Disclaimer: This is work in progress intended to consolidate information from various sources (some unfortunately not available anymore).
Query plan (aka query execution plan, execution plan)
- read-only reentrant structure that is shared by multiple users [1]
- optimized version of the query tree [7]
- defines
- the sequence in which the source tables are accessed [7]
- the methods used to extract data from each table [7]
- whether it uses an index or a table scan [7]
- the methods used to compute calculations [7]
- the methods used to filter, aggregate, and sort data from each table [7]
- built by the Query Optimizer
- it chooses a query plan using a set of heuristics to balance compilation time and plan optimality in order to find a good query plan [7]
- stored in the plan cache
- remain in the plan cache as long as there is enough memory to store them
- under memory pressure exists, a cost-based approach is used to determine which execution plans to remove from the plan cache [7]
- execution plans are examined multiple times until enough have been removed to satisfy memory requirements [7]
- ⇒ an execution plan may have its cost increased and decreased more than once [7]
- the database engine uses the resource monitor and user worker threads to free memory from the plan cache in response to memory pressure [7]
- examine plans run concurrently to decrease the current cost for each unused execution plan [7]
- the resource monitor removes execution plans from the plan cache when global memory pressure exists [7]
- it frees memory to enforce policies for system memory, process memory, resource pool memory, and maximum size for all caches [7]
- the user worker threads remove execution plans from the plan cache when single cache memory pressure exists [7]
- it enforce policies for maximum single cache size and maximum single cache entries [7]
- when memory pressure no longer exists, the decreasing of current cost of unused execution plans is stopped [7]

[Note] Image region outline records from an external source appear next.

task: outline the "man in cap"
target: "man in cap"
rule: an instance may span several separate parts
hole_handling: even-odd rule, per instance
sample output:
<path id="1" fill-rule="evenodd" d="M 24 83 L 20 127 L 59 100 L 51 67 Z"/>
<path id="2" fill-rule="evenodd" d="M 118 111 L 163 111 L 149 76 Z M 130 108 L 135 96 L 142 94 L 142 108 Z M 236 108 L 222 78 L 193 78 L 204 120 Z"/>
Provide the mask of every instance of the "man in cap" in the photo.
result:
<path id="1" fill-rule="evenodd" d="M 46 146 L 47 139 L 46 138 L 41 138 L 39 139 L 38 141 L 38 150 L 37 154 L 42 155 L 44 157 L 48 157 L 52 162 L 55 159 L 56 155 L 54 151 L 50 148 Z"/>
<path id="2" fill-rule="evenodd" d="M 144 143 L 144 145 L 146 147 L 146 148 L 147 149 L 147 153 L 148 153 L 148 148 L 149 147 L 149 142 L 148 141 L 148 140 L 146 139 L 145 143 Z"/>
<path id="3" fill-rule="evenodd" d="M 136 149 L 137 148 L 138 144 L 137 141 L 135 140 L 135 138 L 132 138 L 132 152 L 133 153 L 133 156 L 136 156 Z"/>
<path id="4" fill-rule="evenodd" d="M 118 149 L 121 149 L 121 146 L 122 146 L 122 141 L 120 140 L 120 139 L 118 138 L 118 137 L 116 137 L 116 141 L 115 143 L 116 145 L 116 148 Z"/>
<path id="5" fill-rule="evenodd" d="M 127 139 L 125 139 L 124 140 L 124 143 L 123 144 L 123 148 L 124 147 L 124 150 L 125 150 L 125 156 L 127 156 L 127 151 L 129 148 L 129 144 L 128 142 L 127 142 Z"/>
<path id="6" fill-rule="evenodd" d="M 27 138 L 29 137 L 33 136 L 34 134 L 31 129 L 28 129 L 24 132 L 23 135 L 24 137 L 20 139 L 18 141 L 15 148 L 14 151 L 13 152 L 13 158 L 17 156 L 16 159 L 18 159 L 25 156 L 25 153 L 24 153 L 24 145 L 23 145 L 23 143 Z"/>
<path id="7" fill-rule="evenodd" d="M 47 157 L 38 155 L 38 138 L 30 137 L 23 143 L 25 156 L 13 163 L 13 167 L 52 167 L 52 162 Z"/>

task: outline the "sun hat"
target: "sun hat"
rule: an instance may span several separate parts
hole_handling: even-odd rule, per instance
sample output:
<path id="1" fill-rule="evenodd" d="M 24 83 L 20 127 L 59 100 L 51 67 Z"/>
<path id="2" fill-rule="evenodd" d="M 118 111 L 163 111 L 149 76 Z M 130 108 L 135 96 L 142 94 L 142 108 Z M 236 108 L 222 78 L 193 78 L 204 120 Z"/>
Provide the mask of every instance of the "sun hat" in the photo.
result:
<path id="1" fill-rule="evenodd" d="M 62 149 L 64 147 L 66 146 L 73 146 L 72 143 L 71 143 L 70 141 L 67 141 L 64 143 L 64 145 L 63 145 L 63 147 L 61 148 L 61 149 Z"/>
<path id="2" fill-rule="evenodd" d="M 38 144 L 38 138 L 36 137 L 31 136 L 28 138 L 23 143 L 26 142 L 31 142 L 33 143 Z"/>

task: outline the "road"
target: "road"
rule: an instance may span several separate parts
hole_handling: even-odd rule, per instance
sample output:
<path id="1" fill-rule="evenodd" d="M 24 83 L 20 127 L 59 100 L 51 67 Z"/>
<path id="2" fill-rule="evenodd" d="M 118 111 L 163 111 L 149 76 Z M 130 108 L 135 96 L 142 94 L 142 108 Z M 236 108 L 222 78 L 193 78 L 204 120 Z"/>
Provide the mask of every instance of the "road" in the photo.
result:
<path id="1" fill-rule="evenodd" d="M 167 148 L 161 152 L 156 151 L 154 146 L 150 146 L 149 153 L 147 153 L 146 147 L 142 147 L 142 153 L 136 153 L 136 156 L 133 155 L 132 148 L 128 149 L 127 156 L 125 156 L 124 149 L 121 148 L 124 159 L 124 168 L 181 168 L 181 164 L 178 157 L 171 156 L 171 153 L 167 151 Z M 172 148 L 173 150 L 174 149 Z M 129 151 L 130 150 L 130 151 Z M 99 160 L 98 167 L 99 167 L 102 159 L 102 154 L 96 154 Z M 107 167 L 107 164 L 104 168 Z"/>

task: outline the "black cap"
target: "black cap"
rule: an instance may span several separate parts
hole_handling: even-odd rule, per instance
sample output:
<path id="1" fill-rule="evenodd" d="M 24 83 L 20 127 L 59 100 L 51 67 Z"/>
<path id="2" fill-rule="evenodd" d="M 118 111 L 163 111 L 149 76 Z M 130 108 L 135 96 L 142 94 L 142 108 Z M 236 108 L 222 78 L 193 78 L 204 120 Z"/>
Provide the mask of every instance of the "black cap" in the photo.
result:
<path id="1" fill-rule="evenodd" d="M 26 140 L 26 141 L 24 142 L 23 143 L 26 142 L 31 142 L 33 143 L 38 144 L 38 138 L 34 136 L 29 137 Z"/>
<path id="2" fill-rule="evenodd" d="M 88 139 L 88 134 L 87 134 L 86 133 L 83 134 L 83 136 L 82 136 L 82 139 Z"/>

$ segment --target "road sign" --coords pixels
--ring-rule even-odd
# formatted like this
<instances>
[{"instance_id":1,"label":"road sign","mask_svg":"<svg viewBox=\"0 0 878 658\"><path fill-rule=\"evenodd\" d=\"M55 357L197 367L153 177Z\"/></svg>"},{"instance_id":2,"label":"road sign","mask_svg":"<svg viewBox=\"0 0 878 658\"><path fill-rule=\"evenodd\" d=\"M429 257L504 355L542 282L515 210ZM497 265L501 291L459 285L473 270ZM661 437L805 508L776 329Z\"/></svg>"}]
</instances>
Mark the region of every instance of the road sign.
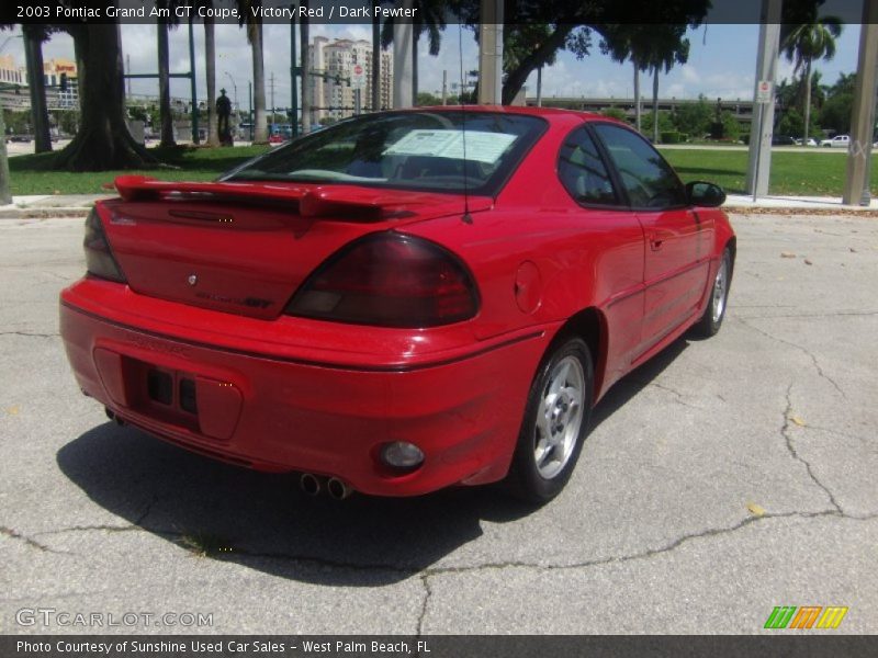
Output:
<instances>
[{"instance_id":1,"label":"road sign","mask_svg":"<svg viewBox=\"0 0 878 658\"><path fill-rule=\"evenodd\" d=\"M365 69L363 65L353 65L353 75L350 77L350 86L353 89L363 89L365 87Z\"/></svg>"},{"instance_id":2,"label":"road sign","mask_svg":"<svg viewBox=\"0 0 878 658\"><path fill-rule=\"evenodd\" d=\"M770 103L774 97L774 83L770 80L759 80L756 86L756 102Z\"/></svg>"}]
</instances>

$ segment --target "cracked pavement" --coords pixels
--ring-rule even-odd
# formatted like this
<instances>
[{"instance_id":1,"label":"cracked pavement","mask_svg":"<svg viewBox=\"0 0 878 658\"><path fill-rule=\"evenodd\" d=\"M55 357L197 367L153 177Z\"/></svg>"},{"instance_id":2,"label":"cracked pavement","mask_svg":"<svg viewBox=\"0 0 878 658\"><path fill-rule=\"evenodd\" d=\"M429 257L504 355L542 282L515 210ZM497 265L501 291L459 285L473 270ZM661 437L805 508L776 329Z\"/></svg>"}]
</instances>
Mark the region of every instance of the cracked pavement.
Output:
<instances>
[{"instance_id":1,"label":"cracked pavement","mask_svg":"<svg viewBox=\"0 0 878 658\"><path fill-rule=\"evenodd\" d=\"M81 222L0 222L0 632L90 631L15 623L55 608L213 614L121 633L758 633L847 605L838 632L878 633L878 223L732 219L724 327L611 389L539 510L309 499L108 422L58 338Z\"/></svg>"}]
</instances>

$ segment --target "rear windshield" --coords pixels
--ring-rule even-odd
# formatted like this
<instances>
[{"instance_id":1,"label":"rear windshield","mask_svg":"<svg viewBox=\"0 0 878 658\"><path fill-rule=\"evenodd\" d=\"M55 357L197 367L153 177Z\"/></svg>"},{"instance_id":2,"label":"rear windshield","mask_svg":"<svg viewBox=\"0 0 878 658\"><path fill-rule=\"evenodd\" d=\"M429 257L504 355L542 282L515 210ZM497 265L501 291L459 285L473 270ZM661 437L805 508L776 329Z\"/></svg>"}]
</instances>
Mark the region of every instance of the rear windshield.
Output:
<instances>
[{"instance_id":1,"label":"rear windshield","mask_svg":"<svg viewBox=\"0 0 878 658\"><path fill-rule=\"evenodd\" d=\"M369 114L296 139L221 180L466 190L495 196L544 129L543 120L516 114Z\"/></svg>"}]
</instances>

- all execution plans remain in the plan cache, even if their cost is zero [7]
- one or all plans can be removed from the plan cache [7]
- via DBCC FREEPROCCACHE
- via DBCC FREESYSTEMCACHE can also be used to clear any cache, including plan cache
- [SQL Server 2016] via ALTER DATABASE SCOPED CONFIGURATION CLEAR PROCEDURE_CACHE
- clears the procedure (plan) cache for the database in scope [7]
- changes in some configuration settings via sp_configure and reconfigure cause plans to be removed from plan cache [7]
- agnostic to both parameter values and user-specific information
- no user context is stored in the query plan [5]
- the text of each newly submitted query is hashed and cached in memory, along with the original query text and a link to the execution context and the execution plan that the original query resulted in [2]
- allows avoid redundantly parsing and optimizing queries [2]
- must first go through a conversion to be passed to the LPE process to be carried out
- ⇐ regardless of the stage that actually produces the execution plan
- this is handled by the conversion stage of the optimization process
- each optimized query plan is processed by this stage before being returned for execution [3]
- [SQL Server 2005] is put in the plan cache when a cacheable batch is submitted for execution and compiled [1]
- a portion from the buffer pool is used for caching query plans (aka plan cache) [3]
- [SQL Server 2005] there are at most two instances of a query plan at any time in plan cache [1]
- one for all of the serial executions
- one for all of the parallel executions
- common for all parallel executions, regardless of their degrees of parallelism [5]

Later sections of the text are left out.